William Nicol (1770–1851) used Iceland spar to invent the first polarizing prism, the Nicol prism.

=== Modern applications ===
Iceland spar holds an essential place in modern applications including polarizing microscopes, lenses, and filters. Its birefringence in geological and biological microscopy reveals material structure, and in education and research it is a practical tool to demonstrate optical principles.

As a calcite, Iceland spar is used as a building material in cement and concrete. Its high purity and brightness make it an ideal filler in paints and coatings. In metallurgy, calcite acts as a flux to lower the melting point of metals during smelting and refining. It is used in agriculture as a soil conditioner and neutralizer to adjust soil pH levels and improve crop yields. Calcite contributes to environmental remediation efforts, treating water and soil by neutralizing acidity and removing heavy metals.

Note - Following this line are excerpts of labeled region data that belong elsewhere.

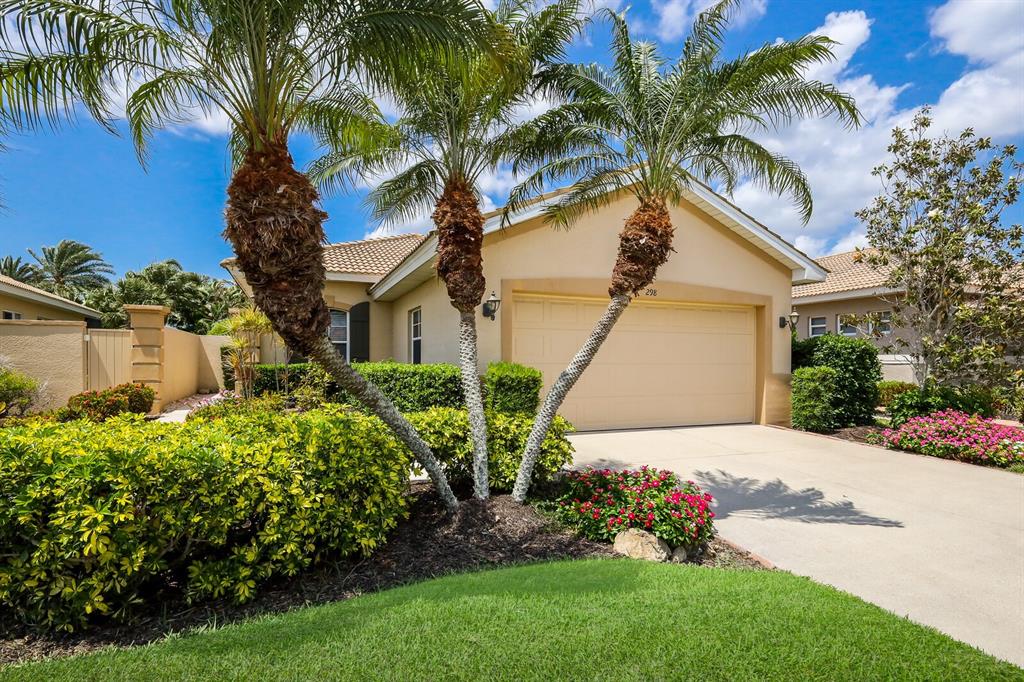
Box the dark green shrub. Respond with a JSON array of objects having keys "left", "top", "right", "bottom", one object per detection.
[
  {"left": 408, "top": 408, "right": 573, "bottom": 492},
  {"left": 483, "top": 363, "right": 544, "bottom": 415},
  {"left": 811, "top": 334, "right": 882, "bottom": 427},
  {"left": 793, "top": 367, "right": 839, "bottom": 433},
  {"left": 55, "top": 384, "right": 157, "bottom": 422},
  {"left": 879, "top": 380, "right": 918, "bottom": 408},
  {"left": 889, "top": 383, "right": 995, "bottom": 427},
  {"left": 0, "top": 411, "right": 410, "bottom": 630}
]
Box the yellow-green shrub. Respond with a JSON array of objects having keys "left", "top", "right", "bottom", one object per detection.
[
  {"left": 407, "top": 408, "right": 573, "bottom": 492},
  {"left": 0, "top": 411, "right": 409, "bottom": 630}
]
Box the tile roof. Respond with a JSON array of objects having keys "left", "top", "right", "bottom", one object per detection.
[
  {"left": 324, "top": 235, "right": 426, "bottom": 275},
  {"left": 0, "top": 274, "right": 99, "bottom": 315},
  {"left": 793, "top": 245, "right": 888, "bottom": 298}
]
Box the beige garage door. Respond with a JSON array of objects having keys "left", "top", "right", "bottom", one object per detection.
[{"left": 510, "top": 294, "right": 755, "bottom": 429}]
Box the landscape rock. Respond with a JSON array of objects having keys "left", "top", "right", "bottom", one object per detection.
[{"left": 611, "top": 528, "right": 672, "bottom": 561}]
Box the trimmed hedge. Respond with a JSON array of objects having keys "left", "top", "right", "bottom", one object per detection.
[
  {"left": 483, "top": 363, "right": 544, "bottom": 416},
  {"left": 793, "top": 367, "right": 839, "bottom": 433},
  {"left": 253, "top": 361, "right": 543, "bottom": 414},
  {"left": 0, "top": 412, "right": 409, "bottom": 630}
]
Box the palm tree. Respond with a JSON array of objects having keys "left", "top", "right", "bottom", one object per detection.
[
  {"left": 0, "top": 0, "right": 496, "bottom": 508},
  {"left": 29, "top": 240, "right": 114, "bottom": 300},
  {"left": 310, "top": 0, "right": 583, "bottom": 499},
  {"left": 506, "top": 0, "right": 860, "bottom": 502},
  {"left": 0, "top": 256, "right": 40, "bottom": 285}
]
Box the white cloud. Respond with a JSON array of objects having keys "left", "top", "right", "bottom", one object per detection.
[
  {"left": 733, "top": 0, "right": 1024, "bottom": 255},
  {"left": 641, "top": 0, "right": 768, "bottom": 42}
]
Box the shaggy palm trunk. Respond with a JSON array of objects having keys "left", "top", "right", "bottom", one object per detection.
[
  {"left": 512, "top": 200, "right": 674, "bottom": 502},
  {"left": 224, "top": 139, "right": 458, "bottom": 509},
  {"left": 433, "top": 179, "right": 490, "bottom": 500}
]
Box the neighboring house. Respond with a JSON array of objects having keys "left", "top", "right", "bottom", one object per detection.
[
  {"left": 0, "top": 274, "right": 100, "bottom": 327},
  {"left": 224, "top": 184, "right": 825, "bottom": 429},
  {"left": 793, "top": 251, "right": 913, "bottom": 381}
]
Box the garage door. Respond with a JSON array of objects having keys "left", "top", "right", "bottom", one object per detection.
[{"left": 510, "top": 294, "right": 755, "bottom": 430}]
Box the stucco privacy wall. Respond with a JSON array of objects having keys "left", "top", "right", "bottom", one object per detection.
[
  {"left": 0, "top": 294, "right": 85, "bottom": 321},
  {"left": 0, "top": 319, "right": 86, "bottom": 410},
  {"left": 392, "top": 192, "right": 792, "bottom": 423}
]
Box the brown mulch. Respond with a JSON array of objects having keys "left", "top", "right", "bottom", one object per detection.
[{"left": 0, "top": 484, "right": 770, "bottom": 666}]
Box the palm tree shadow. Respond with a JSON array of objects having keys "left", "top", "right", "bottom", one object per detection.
[{"left": 693, "top": 469, "right": 903, "bottom": 528}]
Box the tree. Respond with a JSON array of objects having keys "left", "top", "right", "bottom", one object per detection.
[
  {"left": 506, "top": 0, "right": 860, "bottom": 502},
  {"left": 0, "top": 0, "right": 498, "bottom": 508},
  {"left": 29, "top": 240, "right": 114, "bottom": 301},
  {"left": 0, "top": 256, "right": 42, "bottom": 285},
  {"left": 856, "top": 109, "right": 1024, "bottom": 387},
  {"left": 311, "top": 0, "right": 583, "bottom": 499},
  {"left": 85, "top": 260, "right": 248, "bottom": 334}
]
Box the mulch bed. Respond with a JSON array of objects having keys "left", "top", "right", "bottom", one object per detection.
[{"left": 0, "top": 484, "right": 768, "bottom": 665}]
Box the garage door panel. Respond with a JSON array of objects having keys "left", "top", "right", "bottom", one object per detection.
[{"left": 512, "top": 295, "right": 755, "bottom": 429}]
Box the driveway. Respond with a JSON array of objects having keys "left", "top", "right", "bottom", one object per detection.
[{"left": 572, "top": 425, "right": 1024, "bottom": 666}]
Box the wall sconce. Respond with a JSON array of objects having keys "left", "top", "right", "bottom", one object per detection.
[
  {"left": 778, "top": 310, "right": 800, "bottom": 332},
  {"left": 483, "top": 292, "right": 502, "bottom": 322}
]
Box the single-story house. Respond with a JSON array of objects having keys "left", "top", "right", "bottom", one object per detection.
[
  {"left": 224, "top": 184, "right": 825, "bottom": 429},
  {"left": 0, "top": 274, "right": 100, "bottom": 327}
]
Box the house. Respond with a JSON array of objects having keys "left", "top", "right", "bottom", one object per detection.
[
  {"left": 793, "top": 251, "right": 914, "bottom": 381},
  {"left": 224, "top": 184, "right": 825, "bottom": 429},
  {"left": 0, "top": 274, "right": 99, "bottom": 327}
]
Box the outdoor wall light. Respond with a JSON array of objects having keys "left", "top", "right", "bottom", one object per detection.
[
  {"left": 483, "top": 292, "right": 502, "bottom": 321},
  {"left": 778, "top": 310, "right": 800, "bottom": 331}
]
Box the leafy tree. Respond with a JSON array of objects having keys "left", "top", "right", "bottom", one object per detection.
[
  {"left": 0, "top": 0, "right": 499, "bottom": 508},
  {"left": 857, "top": 109, "right": 1024, "bottom": 387},
  {"left": 85, "top": 260, "right": 248, "bottom": 334},
  {"left": 506, "top": 0, "right": 860, "bottom": 501},
  {"left": 311, "top": 0, "right": 583, "bottom": 499},
  {"left": 29, "top": 240, "right": 114, "bottom": 301},
  {"left": 0, "top": 256, "right": 42, "bottom": 285}
]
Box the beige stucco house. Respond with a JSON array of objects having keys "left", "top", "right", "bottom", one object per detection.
[
  {"left": 0, "top": 274, "right": 99, "bottom": 325},
  {"left": 224, "top": 185, "right": 825, "bottom": 429}
]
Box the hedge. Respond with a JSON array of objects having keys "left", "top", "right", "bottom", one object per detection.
[
  {"left": 0, "top": 412, "right": 409, "bottom": 630},
  {"left": 483, "top": 363, "right": 544, "bottom": 415},
  {"left": 253, "top": 361, "right": 543, "bottom": 414},
  {"left": 793, "top": 367, "right": 839, "bottom": 433}
]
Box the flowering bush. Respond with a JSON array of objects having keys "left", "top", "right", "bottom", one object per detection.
[
  {"left": 557, "top": 467, "right": 715, "bottom": 548},
  {"left": 881, "top": 410, "right": 1024, "bottom": 467}
]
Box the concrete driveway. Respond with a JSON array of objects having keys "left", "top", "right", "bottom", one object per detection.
[{"left": 572, "top": 425, "right": 1024, "bottom": 666}]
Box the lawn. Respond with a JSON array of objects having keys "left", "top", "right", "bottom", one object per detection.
[{"left": 6, "top": 560, "right": 1024, "bottom": 681}]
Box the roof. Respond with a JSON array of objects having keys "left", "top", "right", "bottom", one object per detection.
[
  {"left": 324, "top": 235, "right": 426, "bottom": 274},
  {"left": 0, "top": 274, "right": 100, "bottom": 318},
  {"left": 793, "top": 245, "right": 889, "bottom": 299},
  {"left": 366, "top": 181, "right": 826, "bottom": 300}
]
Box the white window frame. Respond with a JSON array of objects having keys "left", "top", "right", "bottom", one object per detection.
[
  {"left": 807, "top": 315, "right": 828, "bottom": 339},
  {"left": 867, "top": 310, "right": 893, "bottom": 336},
  {"left": 409, "top": 306, "right": 423, "bottom": 365},
  {"left": 836, "top": 312, "right": 860, "bottom": 339},
  {"left": 327, "top": 308, "right": 352, "bottom": 363}
]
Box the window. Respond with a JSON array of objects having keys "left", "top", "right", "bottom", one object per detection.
[
  {"left": 409, "top": 308, "right": 423, "bottom": 365},
  {"left": 868, "top": 310, "right": 893, "bottom": 336},
  {"left": 807, "top": 317, "right": 828, "bottom": 336},
  {"left": 328, "top": 310, "right": 348, "bottom": 360},
  {"left": 836, "top": 315, "right": 857, "bottom": 336}
]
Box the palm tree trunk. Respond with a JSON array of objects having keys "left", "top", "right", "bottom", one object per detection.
[
  {"left": 512, "top": 200, "right": 674, "bottom": 502},
  {"left": 308, "top": 336, "right": 459, "bottom": 510},
  {"left": 224, "top": 139, "right": 458, "bottom": 509},
  {"left": 459, "top": 311, "right": 490, "bottom": 493},
  {"left": 432, "top": 179, "right": 490, "bottom": 500}
]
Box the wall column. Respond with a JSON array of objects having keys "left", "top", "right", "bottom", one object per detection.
[{"left": 125, "top": 305, "right": 171, "bottom": 414}]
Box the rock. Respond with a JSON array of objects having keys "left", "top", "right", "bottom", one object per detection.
[{"left": 611, "top": 528, "right": 672, "bottom": 561}]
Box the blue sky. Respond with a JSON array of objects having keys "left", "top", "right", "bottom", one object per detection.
[{"left": 0, "top": 0, "right": 1024, "bottom": 276}]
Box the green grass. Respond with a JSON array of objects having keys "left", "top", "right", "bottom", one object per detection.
[{"left": 0, "top": 560, "right": 1024, "bottom": 680}]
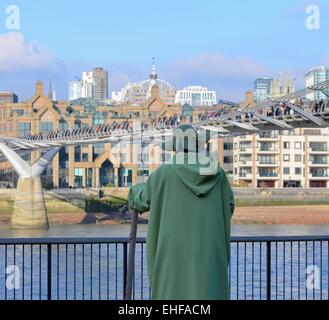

=== Geological significance ===
Due to Iceland spar typically forming in sedimentary environments, particularly limestone and dolomite rocks, its formation is closely tied to these carbonate rocks' deposition and diagenesis (compaction and cementation). Studying Iceland spar distribution can provide information about past environmental conditions, such as the presence of ancient seas and marine life, as carbonate rocks like limestone often form in marine environments. The presence of Iceland spar can indicate hydrothermal activity, as calcite can form in hydrothermal veins.

== Conservation and protection ==
Conservation efforts related to Iceland spar primarily focus on preserving specimens and mining sites. One challenge in preserving specimens is the risk of damage during extraction, handling, and storage. Mining sites that yield high-quality specimens are of interest for conservation and may be designated protected areas to prevent overexploitation.

== In popular culture ==
The Thomas Pynchon novel Against the Day uses the doubling effect of Iceland spar as a theme.